It doesn't work, I can click on screen B through screen C. My bad, I guess my explanation wasn't good enough.
There's something that I don't understand here. What's the purpose of displaying two (I assume clickable) screens at the same time, if you want one to not be clickable ?
That you have screen
B as regular user interface, and want sometimes to have screen
C displayed over it, while preventing player to continue clicking on screen
B, I can understand it. But the two at the same time goes over my capacity of understanding.
So, the main problem here seem to be more in the design of your code, than anywhere else. Fix the problem at the level where it effectively happen, and it will probably also fix the issue you've with the
modal property.
Despite the doc on renpy.org being the first thing I turn to, I don't always find the solution I'm looking for or even understand everything.

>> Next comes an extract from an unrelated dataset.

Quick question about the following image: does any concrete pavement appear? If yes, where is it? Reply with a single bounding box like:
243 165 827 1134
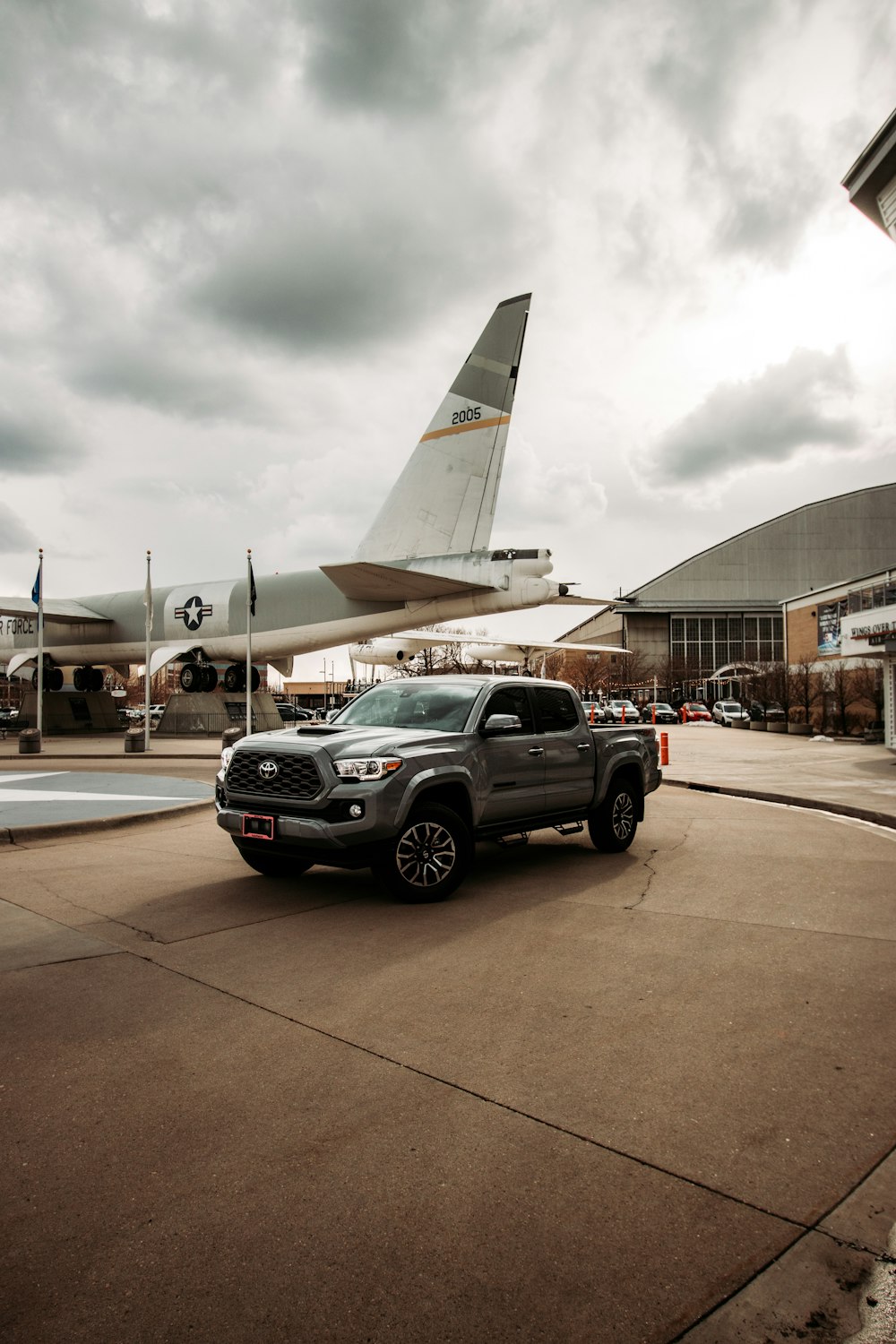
0 726 896 1344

Because it's a documentation, not a cookbook. It's meaning is to teach you how to use Ren'py, then if you still can't figure by yourself how to do this or that, it will be time to search. But most of the time, you don't need to search.
I saw "clicked" somewhere long before I even wrote a line for a Ren'py game. It worked and I couldn't find the difference with "action" on the net, therefore it stucked.
Because there's no difference. It's just a change of word, introduced when the "alternate" property appeared. It seem to the author that "action/alternate" was more explicit that "clicked/alternate", since both are the result of a click.
So, technically speaking, both "action" an "clicked" can be used for the same result. But this will last until the PyTom will decide to reworks Ren'py in more depth and remove all the depreciated content. And like he want Ren'py 8 to works with Python 3.x instead of Python 2.x, it's the right time for him to make this big cleaning.
And this is why you should effectively read the documentation, and not just browse it. Whatever if you don't understand the difference. The documentation don't talk anymore of "clicked", so you don't use it anymore yourself.